La détérioration des conditions de vie sociales et économiques en Iran

Nous reproduisons ci-après un article qui a été écrit par Chloe Godin, publié par le Transatlantic Institute.


« En ces journées de mai, imaginez travailler pendant un mois sans salaire. Puis cinq, puis huit… Imaginez une activité non rémunérée, difficile, en deçà des standards usuels des conditions de travail. A tout moment, le risque est de perdre son emploi sans indemnités. Puis imaginez une grève de protestation contre ces conditions de travail, qui viendrait se heurter aux interventions policières, aux arrestations, aux inculpations de conspiration politique. Imaginez enfin le risque d’un an de prison, voire plus, la torture, pour le seul motif de cette grève. Si vous viviez en Iran et travailliez dans l’usine de Kian Tire, ce récit serait une réalité. Le sort d’un millier de travailleurs relève toujours du mystère, suite à des arrestations policières réprimant une grève de trois jours qui finit violemment le 14 avril.
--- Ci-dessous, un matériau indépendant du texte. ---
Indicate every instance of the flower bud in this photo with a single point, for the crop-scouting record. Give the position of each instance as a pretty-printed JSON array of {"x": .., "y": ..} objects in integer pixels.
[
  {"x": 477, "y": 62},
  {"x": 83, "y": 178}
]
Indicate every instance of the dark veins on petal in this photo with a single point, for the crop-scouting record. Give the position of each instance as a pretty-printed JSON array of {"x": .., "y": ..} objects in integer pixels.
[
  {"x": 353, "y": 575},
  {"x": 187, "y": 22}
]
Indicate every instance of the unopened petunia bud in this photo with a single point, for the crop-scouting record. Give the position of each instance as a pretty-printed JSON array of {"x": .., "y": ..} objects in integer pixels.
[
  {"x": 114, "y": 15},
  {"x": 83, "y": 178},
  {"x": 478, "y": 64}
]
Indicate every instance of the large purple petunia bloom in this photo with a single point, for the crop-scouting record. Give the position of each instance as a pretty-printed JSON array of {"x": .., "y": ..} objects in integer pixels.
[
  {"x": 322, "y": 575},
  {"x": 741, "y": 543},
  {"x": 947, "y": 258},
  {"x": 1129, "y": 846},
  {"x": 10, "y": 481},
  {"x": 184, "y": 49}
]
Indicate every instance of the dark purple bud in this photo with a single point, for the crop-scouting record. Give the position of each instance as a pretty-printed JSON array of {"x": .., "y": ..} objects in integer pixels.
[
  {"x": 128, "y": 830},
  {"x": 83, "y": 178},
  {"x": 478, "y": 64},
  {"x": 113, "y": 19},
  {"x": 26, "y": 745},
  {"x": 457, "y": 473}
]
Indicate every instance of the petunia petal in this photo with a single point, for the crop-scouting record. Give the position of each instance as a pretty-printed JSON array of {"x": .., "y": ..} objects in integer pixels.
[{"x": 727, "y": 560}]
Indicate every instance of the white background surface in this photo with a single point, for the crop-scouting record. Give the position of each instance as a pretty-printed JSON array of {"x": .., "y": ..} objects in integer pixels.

La détérioration des conditions de vie sociales et économiques, les conditions de travail de plus en plus sévères, et la précarisation générale des droits et de la législation sociale ont poussé la grande majorité des 22 millions de travailleurs à solliciter l’aide des syndicats.
Le salaire moyen a fondu à 198 dollars par mois en mars 2007, en dessous du taux de pauvreté officiel établit à 300 dollars. Selon une enquête de la Confédération Internationale des syndicats, près de 2 millions de travailleurs n’ont pas été payés, certains depuis deux ans. Par ailleurs, l’usage des contrats de travail temporaires comme moyen d’entrave à l’organisation et à la défense des droits des travailleurs contribue à empirer la situation. Les promesses du président Ahmadinedjad en 2005 visant à améliorer les conditions de vie sonnent fausses.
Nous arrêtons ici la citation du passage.